Jungkook mendecih, tertawa kecil lalu meraih tas ranselnya. Membuka itu, lalu dengan riang mengeluarkan plastik supermarket yang familiar. "Jjjaanggg!" katanya dengan sumringah, mengeluarkan beberapa cemilan dari dalam plastik putih. "Nih, kau kuberi satu." Ia memberiku sebungkus lolipop yang sama dengan yang ia putar-putar di mulutnya tadi.

"Kenapa harus permen, aku mau itu," tunjukku pada sebungkus cemilan ringan berwarna hijau dengan gambar keripik kentang di pembungkusnya.

"Kalau begitu aku ambil permennya, karena kau hanya bisa dapat satu," logatnya seperti bocah  berumur lima tahun. Mengambil permen yang baru saja diletakkannya dan menggantinya dengan cemilan keripik yang kutunjuk tadi.

"Terserahmu saja," kataku sembari mengambil cemilan itu dan membukanya dengan segera. Bunyi gigitan gurih menjadi backsong bagi kami berdua selama beberapa saat karena entah di detik keberapa, Jungkook ikut ikutan mencomot keripik dari bungkusan di tanganku. Sampai isi bungkusan itu habis dan Jungkook menaruhnya ke dalam tasnya lagi kami berdua masih diam. Ia memberiku sebotol mineral yang baru saja ia keluarkan. Membuatku geleng-geleng kepala dan penasaran pada isi tasnya. Apa ia baru saja merampok minimarket?

Aku meneguknya dan Jungkook juga setelah aku memberikan ke tangannya. "Biar aku tebak jawaban dari pertanyaanku tadi, kau tidak suka berteman."

"Lalu kau apa, pembantuku?"

"Memangnya kita teman? Sejak kapan? Aku tidak pernah bilang kita berteman."

Aku tertawa sinis. Membuang buku yang berada di atas pahaku ke atas rumput dan menekuk kaki diikuti kedua tangan yang memeluknya. Kami tidak pernah berikrar untuk menjadi teman. Aku tidak tahu sih itu memang penting atau tidak, karena nyatanya aku memang tidak pernah punya teman seumur hidup. Jungkook teman pertama yang kumiliki. Oh maaf, sekarang jadi tidak nyaman menyebutnya teman. Aku akan menyebutnya sebagai lawan bicara saja.

"Kita berdua hanya lawan bicara yang sedang mencoba protes pada dunia, karna kita tidak tahu harus protes pada siapa, jadi kita berdua saling bicara. Begitu mungkin," kataku.

Ku dengar Jungkook tertawa kecil mendengar ucapanku. "Jadi apa yang terjadi, kenapa kau memakai syal?"

Aku tahu ia pasti akan menanyakan itu. Matanya saat berbicara sambil menatapku sesekali memang turun ke arah leher, dimana aku melilitkan syal berwarna biru yang kuambil secara sembarang dari lemari. Tanpa pikir panjang aku segera menarik itu dan mengangkat kepala untuk menengadah, membiarkan ia puas menatap sekujur leher yang dipenuhi ruam biru.

"Well, kau lihat, aku diperkosa.
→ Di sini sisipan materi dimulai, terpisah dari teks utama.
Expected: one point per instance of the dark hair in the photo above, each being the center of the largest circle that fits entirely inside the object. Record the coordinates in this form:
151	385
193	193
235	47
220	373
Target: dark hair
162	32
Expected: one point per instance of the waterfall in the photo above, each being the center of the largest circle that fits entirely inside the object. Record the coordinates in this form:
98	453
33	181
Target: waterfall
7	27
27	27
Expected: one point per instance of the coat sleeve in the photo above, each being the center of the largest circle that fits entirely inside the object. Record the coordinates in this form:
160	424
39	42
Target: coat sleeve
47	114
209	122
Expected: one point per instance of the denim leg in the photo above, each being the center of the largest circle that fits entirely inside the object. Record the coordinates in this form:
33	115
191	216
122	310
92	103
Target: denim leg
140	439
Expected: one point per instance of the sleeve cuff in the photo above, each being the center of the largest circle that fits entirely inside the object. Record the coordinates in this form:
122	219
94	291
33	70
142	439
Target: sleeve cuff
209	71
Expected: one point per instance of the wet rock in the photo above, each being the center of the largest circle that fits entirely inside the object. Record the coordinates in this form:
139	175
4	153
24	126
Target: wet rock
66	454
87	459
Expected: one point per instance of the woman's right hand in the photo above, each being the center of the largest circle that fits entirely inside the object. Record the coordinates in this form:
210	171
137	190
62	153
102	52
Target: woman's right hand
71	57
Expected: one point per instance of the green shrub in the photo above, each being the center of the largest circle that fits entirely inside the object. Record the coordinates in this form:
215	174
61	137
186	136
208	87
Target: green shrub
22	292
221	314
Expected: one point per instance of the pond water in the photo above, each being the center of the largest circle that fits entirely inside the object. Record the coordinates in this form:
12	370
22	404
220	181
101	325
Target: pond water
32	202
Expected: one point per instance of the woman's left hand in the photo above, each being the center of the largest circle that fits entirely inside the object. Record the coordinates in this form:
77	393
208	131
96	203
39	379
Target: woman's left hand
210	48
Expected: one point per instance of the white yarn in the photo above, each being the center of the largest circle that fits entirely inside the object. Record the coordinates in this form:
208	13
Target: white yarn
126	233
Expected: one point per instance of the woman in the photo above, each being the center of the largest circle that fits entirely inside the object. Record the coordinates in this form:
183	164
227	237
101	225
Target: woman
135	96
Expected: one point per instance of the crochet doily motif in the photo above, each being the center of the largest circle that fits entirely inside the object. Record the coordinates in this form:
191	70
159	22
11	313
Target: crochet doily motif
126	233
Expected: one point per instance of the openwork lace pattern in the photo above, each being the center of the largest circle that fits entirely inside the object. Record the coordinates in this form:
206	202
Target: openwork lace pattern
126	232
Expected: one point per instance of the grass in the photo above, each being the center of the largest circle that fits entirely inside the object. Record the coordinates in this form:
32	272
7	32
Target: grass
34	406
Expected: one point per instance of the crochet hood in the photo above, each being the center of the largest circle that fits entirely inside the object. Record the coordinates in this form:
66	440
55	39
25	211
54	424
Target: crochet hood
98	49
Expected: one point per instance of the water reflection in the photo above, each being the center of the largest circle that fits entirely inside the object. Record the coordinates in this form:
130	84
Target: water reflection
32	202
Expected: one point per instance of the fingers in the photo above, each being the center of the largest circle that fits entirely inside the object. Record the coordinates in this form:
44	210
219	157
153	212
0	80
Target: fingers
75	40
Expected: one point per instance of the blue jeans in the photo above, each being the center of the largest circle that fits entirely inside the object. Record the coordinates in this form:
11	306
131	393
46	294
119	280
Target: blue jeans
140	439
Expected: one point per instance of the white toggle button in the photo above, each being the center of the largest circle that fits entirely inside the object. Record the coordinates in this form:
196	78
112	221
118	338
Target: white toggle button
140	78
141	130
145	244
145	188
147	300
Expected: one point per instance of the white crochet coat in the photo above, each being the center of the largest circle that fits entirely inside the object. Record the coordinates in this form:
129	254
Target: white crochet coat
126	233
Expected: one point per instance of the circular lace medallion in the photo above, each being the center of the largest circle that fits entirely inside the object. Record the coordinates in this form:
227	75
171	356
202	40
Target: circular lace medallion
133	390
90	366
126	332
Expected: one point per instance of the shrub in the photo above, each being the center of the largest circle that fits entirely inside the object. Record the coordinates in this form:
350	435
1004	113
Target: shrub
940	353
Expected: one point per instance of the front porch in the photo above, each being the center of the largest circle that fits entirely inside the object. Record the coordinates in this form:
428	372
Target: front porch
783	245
Bukankah harusnya ini hilang setelah seminggu?" Aku baru menurunkan kepalaku, melilitkan syalku lagi sambil menunggu responnya yang kutahu akan berada di luar dugaan seperti biasa.
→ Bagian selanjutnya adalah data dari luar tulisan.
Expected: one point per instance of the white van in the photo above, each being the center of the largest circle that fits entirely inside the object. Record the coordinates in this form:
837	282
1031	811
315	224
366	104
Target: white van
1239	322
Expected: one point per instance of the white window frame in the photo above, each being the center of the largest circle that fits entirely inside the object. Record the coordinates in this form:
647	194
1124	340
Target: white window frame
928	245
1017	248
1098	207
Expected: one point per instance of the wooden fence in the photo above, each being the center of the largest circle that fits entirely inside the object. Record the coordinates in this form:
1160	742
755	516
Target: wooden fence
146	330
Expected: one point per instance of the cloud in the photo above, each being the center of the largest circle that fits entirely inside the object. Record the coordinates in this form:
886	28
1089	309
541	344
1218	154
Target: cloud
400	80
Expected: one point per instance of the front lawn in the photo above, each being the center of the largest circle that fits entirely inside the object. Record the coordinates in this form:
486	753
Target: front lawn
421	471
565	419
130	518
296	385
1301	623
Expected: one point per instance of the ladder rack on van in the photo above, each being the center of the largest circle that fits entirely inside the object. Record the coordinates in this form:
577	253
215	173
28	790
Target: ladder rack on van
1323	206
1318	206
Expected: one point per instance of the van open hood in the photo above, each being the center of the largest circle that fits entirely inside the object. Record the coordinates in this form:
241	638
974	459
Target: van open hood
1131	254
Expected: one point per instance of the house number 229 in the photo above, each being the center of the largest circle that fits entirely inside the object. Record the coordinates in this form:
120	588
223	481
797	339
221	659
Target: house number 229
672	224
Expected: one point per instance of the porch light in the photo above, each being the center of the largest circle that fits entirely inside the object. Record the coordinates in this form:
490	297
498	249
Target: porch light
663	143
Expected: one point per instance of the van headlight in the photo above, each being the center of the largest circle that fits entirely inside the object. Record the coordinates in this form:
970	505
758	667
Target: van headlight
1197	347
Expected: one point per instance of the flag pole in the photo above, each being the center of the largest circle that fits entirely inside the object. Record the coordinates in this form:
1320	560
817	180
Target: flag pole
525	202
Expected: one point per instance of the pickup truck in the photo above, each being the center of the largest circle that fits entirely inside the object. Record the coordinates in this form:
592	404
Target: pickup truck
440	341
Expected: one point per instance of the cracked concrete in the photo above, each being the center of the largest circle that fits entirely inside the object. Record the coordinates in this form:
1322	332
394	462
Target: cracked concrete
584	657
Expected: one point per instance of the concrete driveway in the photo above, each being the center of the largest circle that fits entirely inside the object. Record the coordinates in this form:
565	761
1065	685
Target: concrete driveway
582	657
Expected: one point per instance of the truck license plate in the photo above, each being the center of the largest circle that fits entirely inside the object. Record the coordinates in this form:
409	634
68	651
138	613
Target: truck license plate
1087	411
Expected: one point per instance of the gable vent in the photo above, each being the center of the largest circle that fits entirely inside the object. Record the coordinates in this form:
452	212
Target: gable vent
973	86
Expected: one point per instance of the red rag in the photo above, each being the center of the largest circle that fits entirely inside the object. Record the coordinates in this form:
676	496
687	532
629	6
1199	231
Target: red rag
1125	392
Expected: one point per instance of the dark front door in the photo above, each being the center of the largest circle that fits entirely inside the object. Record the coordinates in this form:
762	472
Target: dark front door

"Kakak iparmu sepertinya luar biasa," katanya dengan nada kelewat tenang. "Jadi, apa kau menikmatinya?"

Seketika aku melayangkan buku yang menyampir di sebelahku, memastikan itu mendarat dengan amat keras di atas kepalanya dan aku cukup puas melihatnya meringis kesakitan. "Dasar sinting!" kataku.
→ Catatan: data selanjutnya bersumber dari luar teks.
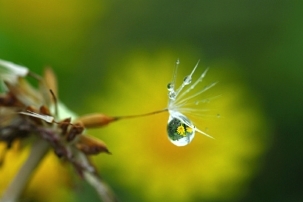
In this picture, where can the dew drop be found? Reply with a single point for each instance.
(170, 86)
(187, 80)
(179, 133)
(172, 95)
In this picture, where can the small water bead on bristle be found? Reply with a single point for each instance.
(187, 80)
(172, 95)
(170, 87)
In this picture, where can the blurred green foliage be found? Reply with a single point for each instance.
(88, 42)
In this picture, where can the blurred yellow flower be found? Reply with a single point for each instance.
(50, 175)
(147, 165)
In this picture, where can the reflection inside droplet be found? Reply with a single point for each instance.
(180, 130)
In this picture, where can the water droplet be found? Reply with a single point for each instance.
(187, 80)
(172, 95)
(170, 86)
(179, 133)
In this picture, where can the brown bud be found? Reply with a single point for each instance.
(64, 125)
(91, 146)
(95, 120)
(44, 110)
(75, 130)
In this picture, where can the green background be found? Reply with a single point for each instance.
(83, 40)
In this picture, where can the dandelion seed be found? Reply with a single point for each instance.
(181, 129)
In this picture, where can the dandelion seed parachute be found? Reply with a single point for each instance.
(181, 129)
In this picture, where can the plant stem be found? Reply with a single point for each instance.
(15, 189)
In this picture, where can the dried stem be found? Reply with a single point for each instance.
(20, 181)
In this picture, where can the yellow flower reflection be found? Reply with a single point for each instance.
(147, 165)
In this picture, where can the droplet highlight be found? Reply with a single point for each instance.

"Sshhh, sakit!" Ia memegangi kepalanya sementara aku acuh berada di atas kemenangan. "Kau harus bersyukur dia tidak membunuhmu. Kalau aku jadi dia mungkin aku sudah mencincang adik dari perempuan sialan yang membawa seluruh hartaku dengan laki-laki lain. Dia bahkan tidak mengusirmu. Kau harusnya berterimakasih, bodoh."

Aku mencebik. Perempuan sialan, benar, kakakku adalah perempuan sialan. Dan aku tidak diusir, sebenarnya itu hanya salah satu keuntungan yang kudapat ketika kakak ipar mendeklarasikan perjanjian pagi itu. Karena setelah sekian minggu kami tidak sarapan bersama; semenjak insiden kakak menghilang dan ia mengabaikanku, pagi itu untuk pertama kalinya ia membuka suara.

Aku masih bisa mendapatkan segala hal yang terlanjur kumiliki karena kakak, pendidikan termasuk juga kiriman uang untuk ibu. Setidaknya dua poin yang ia sebutkan itu memang menjadi prioritas utamaku. Aku bahkan bersyukur di dalam hati karena ia tidak akan melaporkan kakakku ke polisi dan semacamnya. Kupikir kakak ipar benar-benar baik hati sebelum ia melanjutkan dengan nada yang lebih dingin dari es di kutub utara bahwa aku akan mendapatkan semua itu, termasuk tidak memberitahukan ini pada ibuku atau orang tuanya, atau bahkan melaporkan ke polisi, dengan satu syarat mutlak,

— aku harus menggantikan peran kakakku.